New life for Kitimat on horizon
B.C.'s No. 3 port could become energy hub
CanWest News Service
Sunday, November 18, 2007
Fisherman Charles Wilson is a member of the Haisla First Nation who lives in Kitamaat Village.
The peaceful shoreline along this arm of the Douglas Channel offers few hints of the energy hub it could one day become.
An eagle swoops across the water before perching on one of the piles of driftwood that have washed on the rugged beaches. Farther out, seals can often be seen bobbing among the waves, following schools of salmon.
By next year, the first of several moorings for a terminal to import liquefied natural gas, the first of its kind on Canada's West Coast, could be anchored in this small cove.
As early as 2010, giant tankers will berth at the facility to unload the super-cooled gas destined largely for Alberta's growing oilsands industry thousands of kilometres away.
The project is one of several oil-and-gas proposals for Kitimat, a shrinking community on B.C.'s northwest coast, that could ultimately catapult the province into a new role in the global energy market.
In addition to LNG to feed growing oilsands needs, there are plans to bring at least two oilsands pipelines to this underutilized port that could open shipping routes to new markets such as Asia.
It is raising hopes those projects could eventually form the backbone for a new oil port -- complete with upgraders or refineries -- returning stability to a once-prosperous region.

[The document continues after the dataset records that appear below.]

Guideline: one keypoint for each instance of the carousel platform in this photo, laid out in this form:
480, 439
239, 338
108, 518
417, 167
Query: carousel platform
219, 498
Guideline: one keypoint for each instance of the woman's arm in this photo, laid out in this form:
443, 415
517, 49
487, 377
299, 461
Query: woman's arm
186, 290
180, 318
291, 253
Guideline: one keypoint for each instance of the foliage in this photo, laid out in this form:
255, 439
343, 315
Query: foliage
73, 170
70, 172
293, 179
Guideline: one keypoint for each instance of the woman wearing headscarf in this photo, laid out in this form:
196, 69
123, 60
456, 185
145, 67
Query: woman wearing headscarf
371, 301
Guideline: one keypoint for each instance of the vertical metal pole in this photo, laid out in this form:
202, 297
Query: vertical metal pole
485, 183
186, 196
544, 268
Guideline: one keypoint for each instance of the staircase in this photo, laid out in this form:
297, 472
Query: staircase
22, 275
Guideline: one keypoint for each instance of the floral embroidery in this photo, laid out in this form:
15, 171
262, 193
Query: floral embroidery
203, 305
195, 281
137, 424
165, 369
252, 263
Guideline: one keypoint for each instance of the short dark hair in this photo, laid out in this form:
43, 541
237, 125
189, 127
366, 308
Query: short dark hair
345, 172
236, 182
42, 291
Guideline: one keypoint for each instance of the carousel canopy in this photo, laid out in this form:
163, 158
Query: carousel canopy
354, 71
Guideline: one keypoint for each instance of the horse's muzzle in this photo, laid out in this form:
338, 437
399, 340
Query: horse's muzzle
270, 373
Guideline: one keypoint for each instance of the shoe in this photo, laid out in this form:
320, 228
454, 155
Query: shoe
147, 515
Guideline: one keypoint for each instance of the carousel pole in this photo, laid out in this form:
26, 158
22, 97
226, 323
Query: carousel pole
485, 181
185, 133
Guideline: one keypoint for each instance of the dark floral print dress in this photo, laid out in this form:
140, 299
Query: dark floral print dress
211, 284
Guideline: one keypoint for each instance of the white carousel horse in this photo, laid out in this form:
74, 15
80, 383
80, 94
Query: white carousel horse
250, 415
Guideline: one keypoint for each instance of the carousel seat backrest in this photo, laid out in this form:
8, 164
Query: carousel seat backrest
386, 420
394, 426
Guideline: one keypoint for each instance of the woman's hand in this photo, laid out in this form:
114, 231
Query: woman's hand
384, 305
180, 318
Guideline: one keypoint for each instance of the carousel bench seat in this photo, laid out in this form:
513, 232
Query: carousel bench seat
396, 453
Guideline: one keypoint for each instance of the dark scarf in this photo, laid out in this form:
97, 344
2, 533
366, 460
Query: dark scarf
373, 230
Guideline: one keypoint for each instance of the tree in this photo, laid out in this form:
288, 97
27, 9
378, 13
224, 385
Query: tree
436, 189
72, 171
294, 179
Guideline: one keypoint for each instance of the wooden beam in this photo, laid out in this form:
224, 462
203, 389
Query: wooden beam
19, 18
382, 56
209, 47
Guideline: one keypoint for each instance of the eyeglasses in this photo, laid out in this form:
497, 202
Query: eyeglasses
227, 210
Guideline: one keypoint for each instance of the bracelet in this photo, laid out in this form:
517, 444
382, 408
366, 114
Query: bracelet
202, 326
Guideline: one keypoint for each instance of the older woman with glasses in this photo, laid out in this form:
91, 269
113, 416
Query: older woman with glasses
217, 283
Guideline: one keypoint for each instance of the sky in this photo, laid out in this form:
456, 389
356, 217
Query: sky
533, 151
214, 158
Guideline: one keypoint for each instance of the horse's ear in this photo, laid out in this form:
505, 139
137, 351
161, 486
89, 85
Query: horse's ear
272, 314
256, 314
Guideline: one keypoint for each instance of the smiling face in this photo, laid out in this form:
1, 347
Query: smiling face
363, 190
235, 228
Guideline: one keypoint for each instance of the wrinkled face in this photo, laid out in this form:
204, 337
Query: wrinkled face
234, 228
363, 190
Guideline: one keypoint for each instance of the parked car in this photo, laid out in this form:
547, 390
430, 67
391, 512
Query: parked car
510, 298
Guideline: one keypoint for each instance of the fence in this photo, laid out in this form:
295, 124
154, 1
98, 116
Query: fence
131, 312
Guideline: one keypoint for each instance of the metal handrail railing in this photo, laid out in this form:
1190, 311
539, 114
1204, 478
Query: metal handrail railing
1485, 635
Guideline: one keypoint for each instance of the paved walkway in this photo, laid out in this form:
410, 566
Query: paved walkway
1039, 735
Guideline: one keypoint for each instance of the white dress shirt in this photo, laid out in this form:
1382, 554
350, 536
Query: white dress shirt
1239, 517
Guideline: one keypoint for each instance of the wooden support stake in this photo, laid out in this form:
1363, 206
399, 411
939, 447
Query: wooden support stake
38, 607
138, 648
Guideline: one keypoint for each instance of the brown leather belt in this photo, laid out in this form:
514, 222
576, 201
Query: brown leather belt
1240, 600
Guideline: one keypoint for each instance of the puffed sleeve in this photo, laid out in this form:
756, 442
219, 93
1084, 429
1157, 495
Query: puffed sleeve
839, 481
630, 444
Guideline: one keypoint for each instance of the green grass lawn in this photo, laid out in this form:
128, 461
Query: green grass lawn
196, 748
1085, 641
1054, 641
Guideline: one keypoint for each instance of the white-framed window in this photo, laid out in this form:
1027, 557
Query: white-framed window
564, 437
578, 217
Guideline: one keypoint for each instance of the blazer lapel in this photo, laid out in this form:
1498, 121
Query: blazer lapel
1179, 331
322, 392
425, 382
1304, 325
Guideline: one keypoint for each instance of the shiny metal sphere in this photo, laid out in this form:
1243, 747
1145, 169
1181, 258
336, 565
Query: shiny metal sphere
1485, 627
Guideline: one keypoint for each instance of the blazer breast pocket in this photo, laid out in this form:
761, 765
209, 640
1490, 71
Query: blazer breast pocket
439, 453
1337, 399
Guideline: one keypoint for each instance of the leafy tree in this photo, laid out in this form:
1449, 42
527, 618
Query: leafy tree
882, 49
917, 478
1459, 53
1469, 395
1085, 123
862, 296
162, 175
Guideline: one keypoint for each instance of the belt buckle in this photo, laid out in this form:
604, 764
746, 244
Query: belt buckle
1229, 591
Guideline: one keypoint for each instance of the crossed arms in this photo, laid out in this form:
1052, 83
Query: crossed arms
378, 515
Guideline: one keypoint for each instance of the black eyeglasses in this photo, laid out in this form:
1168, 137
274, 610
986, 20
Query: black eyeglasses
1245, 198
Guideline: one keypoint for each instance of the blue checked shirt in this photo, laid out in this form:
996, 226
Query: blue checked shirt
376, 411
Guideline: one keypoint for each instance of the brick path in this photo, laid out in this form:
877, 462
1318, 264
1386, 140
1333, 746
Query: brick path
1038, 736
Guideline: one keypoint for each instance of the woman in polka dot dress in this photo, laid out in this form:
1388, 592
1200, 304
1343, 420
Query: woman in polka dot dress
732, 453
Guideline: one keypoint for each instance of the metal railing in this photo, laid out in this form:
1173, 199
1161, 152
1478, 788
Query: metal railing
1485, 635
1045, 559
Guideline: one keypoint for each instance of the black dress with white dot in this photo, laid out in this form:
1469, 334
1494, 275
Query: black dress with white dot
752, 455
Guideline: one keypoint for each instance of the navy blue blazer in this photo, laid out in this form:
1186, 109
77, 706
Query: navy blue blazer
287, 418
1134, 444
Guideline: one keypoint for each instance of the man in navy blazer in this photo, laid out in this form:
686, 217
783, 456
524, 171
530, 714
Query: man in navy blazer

"This is an exciting time for northwestern B.C.," says Roger Harris, executive director of the Kitimat Port Development Society, a group of local businesses, government officials and First Nations aiming to expand the existing facilities. "It has the potential to bring in new industries not here today."
Kitimat's fortunes have always been tied to Alcan's giant aluminum smelter, first built in the 1950s and the main reason for the community carved out of the rugged terrain that surrounds it.
The plant is still the largest employer in the community, once a model of urban planning designed to support as many as 50,000.
That goal went unrealized. After Alcan's workforce topped out at about 2,700 employees in the 1970s, the company went through a succession of layoffs. Kitimat's residents started to pack up and leave.
The community recorded the largest population drop in Canada in the last census -- falling nearly 13 per cent to below 9,000 people from about 10,285 in 2001.
And a halt to the exodus appears unlikely in the short term. Alcan has proposed a
$2-billion overhaul that would boost production by about 40 per cent, but the upgrades will mean an end to another 500 well-paying jobs, leaving about 1,000.
The district has tried to attract other industries to its deep-water port, also home to EuroCan's pulp-and-paper complex and Methanex, which closed its methanol plant last year.
There are currently more than $15 billion worth of projects -- mostly energy development backed by Calgary-based companies -- proposed for the Port of Kitimat, which is B.C.'s third-largest port, far behind Vancouver and Prince Rupert.
Not all will go ahead. In fact, several have already been postponed or delayed.
Already a year behind schedule, construction on the $700-million LNG plant is tentatively slated to begin for 2008, as the company has yet to secure a supplier.
"Assuming that we can confirm LNG supply, then we'll go ahead with construction next year," said Rosemary Boulton, president of Kitimat LNG, based in Calgary. "In the last 12 to 18 months, the LNG supply has become quite short and that's just due to increasing demand in the Asia market."
Some of the biggest development hopes were pinned on Enbridge's Gateway Project, aimed at opening Canada's oilsands to
China, the world's second-largest energy market. That project was originally expected to start pumping up to 400,000 barrels of oil to the West Coast as early as 2010.
But late last year, the pipeline operator shifted its attention to other proposals to move oilsands production to the southern U.S. and put Gateway on the back burner as interest from Chinese partners ebbed.
The oil-and-gas development is fuelling fears about a proliferation of tanker traffic along the province's coast. Environmental groups argue the massive tankers have no business travelling in the pristine and wildlife-rich waters, which they believe are protected by a more than three-decade-old moratorium on such traffic.
"The primary beneficiary of these projects is not British Columbians -- it's Albertans and Americans," says Will Horter, executive director of the Dogwood Initiative, a Victoria-based activist group that has been leading a petition drive opposing tankers. "We're basically putting the whole coastal economy, in addition to the ecosystem, at risk to benefit other people."
But that sentiment has found less traction along the channel's shores, where the Haisla First Nation is seeking to take part in proposed projects in the hopes of sharing in the economic benefits while gaining some control over the potential environmental impacts.
When its chief, Steve Wilson, looks across the waters at the undeveloped land, he sees a future for his people.
The LNG terminal will be built on land owned by the Haisla. Many of its nearly 1,600 members live in Kitamaat Village, located across the channel's waters. Under the agreement, the band receives a five-per-cent stake in the project and tax revenues, plus employment and contract opportunities.
"What's been happening in the past is we've been kept out of it and the wealth and employment has gone to everybody else," says Wilson. "When I look at it, I see a lot of opportunity."